AB 580 makes changes to the current procedure.
Under AB 580, the review board must grant a taxpayer a 60−day extension for a hearing of the taxpayer’s objection to a changed assessment. The 60-day extension is granted only if the taxation district has approved an ordinance authorizing extensions. The objecting taxpayers must submit a request for the extension and pay a $100 fee.
Here is another provision of the new law that is troubling. If the taxpayer challenges the assessment, the court will presume that the review board’s assessment is correct. That appears to create a court scenario that is unfair and biased.
Property taxpayers in Wisconsin already bear a heavy burden. Stacking the deck against them in court before a hearing even begins, assuming that the assessor is correct, and slapping them with a fee is bad public policy. The Governor should have vetoed this bill.
Here is a copy of the new law, 2007 Wisconsin Act 86.
The law will provide law enforcement guidelines to address the severity of strangulation and prosecute as a felony.
Under this law, anyone who intentionally impedes the normal breathing or blood circulation of another person by applying pressure on the throat or neck, or by blocking the nose or mouth, of the other person is guilty of a Class H felony. Violators could be fined up to $10,000, be imprisoned up to six years, or both. The law expands the definition of a “dangerous weapon” to include a ligature or any other instrument used on the throat, neck, nose, or mouth of another person to impede, partially or completely, breathing or circulation of blood, and includes strangulation and suffocation in the definition of a “violent crime.”
The Executive Director of the Wisconsin Coalition Against Domestic Violence, Patti Seeger says in a news release, "All too often domestic abusers strangle their victims as they escalate the violence, but strangulation often leaves no visible injury and is not treated as the serious and dangerous crime that it truly is. This legislation will be a powerful tool for intervening in a potentially lethal form of domestic violence and prevent it from intensifying."
Last month, the state Senate unanimously approved Senate Bill 99 (SB 99) that expands the Wisconsin No Call List to include cell phone numbers.
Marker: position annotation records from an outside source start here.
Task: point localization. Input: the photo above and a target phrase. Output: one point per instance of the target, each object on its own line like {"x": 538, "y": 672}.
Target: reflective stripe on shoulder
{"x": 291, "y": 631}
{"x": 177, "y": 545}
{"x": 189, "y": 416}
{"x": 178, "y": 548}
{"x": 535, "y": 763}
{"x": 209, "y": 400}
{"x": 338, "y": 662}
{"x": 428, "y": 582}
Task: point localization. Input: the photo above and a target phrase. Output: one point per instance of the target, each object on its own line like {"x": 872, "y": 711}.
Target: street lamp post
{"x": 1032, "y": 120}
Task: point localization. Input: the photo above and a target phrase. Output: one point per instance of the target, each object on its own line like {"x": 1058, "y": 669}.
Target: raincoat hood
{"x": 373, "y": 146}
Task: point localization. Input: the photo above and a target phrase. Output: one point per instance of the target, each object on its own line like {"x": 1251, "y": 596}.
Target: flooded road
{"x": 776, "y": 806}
SB 99 also allows a small business to request that a land line or cell phone number be included on the No Call List that is administered by the Wisconsin Department of Agriculture, Trade and Consumer Protection (DATCP).
Also under SB 99, a telemarketer is prohibited from calling a customer who has verbally informed the telemarketer that the customer does not want to receive telephone solicitations. Penalties for violators would increase from the current forfeiture of $100. SB 99 increases the forfeiture for violators to not less than $1,000 or more than $10,000.
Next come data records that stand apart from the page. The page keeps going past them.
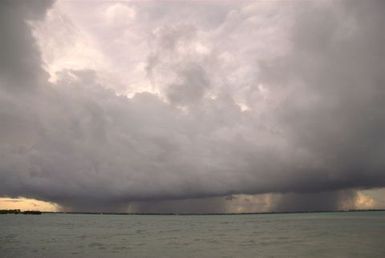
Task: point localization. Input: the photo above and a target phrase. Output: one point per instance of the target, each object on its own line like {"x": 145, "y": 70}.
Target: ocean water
{"x": 355, "y": 234}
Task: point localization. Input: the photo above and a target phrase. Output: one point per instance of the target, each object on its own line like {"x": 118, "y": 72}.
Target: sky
{"x": 192, "y": 106}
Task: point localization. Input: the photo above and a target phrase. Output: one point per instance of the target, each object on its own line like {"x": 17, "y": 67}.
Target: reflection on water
{"x": 359, "y": 234}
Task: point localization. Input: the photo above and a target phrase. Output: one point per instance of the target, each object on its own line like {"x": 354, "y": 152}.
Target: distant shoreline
{"x": 181, "y": 214}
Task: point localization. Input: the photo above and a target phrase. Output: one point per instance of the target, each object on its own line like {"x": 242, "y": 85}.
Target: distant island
{"x": 17, "y": 211}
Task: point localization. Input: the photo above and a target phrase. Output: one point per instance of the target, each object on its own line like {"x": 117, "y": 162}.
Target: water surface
{"x": 354, "y": 234}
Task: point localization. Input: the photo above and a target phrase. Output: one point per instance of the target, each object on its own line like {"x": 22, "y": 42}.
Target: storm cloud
{"x": 248, "y": 98}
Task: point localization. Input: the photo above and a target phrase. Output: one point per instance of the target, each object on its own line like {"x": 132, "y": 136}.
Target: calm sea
{"x": 358, "y": 234}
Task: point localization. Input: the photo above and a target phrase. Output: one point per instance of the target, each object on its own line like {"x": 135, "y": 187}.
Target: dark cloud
{"x": 320, "y": 129}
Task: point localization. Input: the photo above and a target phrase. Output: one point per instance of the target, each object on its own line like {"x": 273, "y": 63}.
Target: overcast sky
{"x": 193, "y": 106}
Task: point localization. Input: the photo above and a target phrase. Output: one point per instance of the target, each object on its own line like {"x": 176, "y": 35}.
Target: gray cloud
{"x": 314, "y": 124}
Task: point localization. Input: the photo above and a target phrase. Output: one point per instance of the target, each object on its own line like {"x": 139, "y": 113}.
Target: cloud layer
{"x": 223, "y": 99}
I voted for the bill to give consumers this option although I advised caution. Registering your cell phone is unnecessary and a very bad idea. Cell phone numbers are unpublished. If, for example, you provide your cell phone number to the national do not call list, suddenly, it becomes a published number. The lists of numbers must be purchased by telemarketers so they can comply with the do not call registry. It would be extremely easy for unscrupulous entities and foreign, international entities to get their hands on the numbers. Your best bet is to avoid registering your cell phone.
The state Assembly failed to take up SB 99 before the 2007 legislative session ended. The bill is dead and could be re-introduced in the next session in January 2009.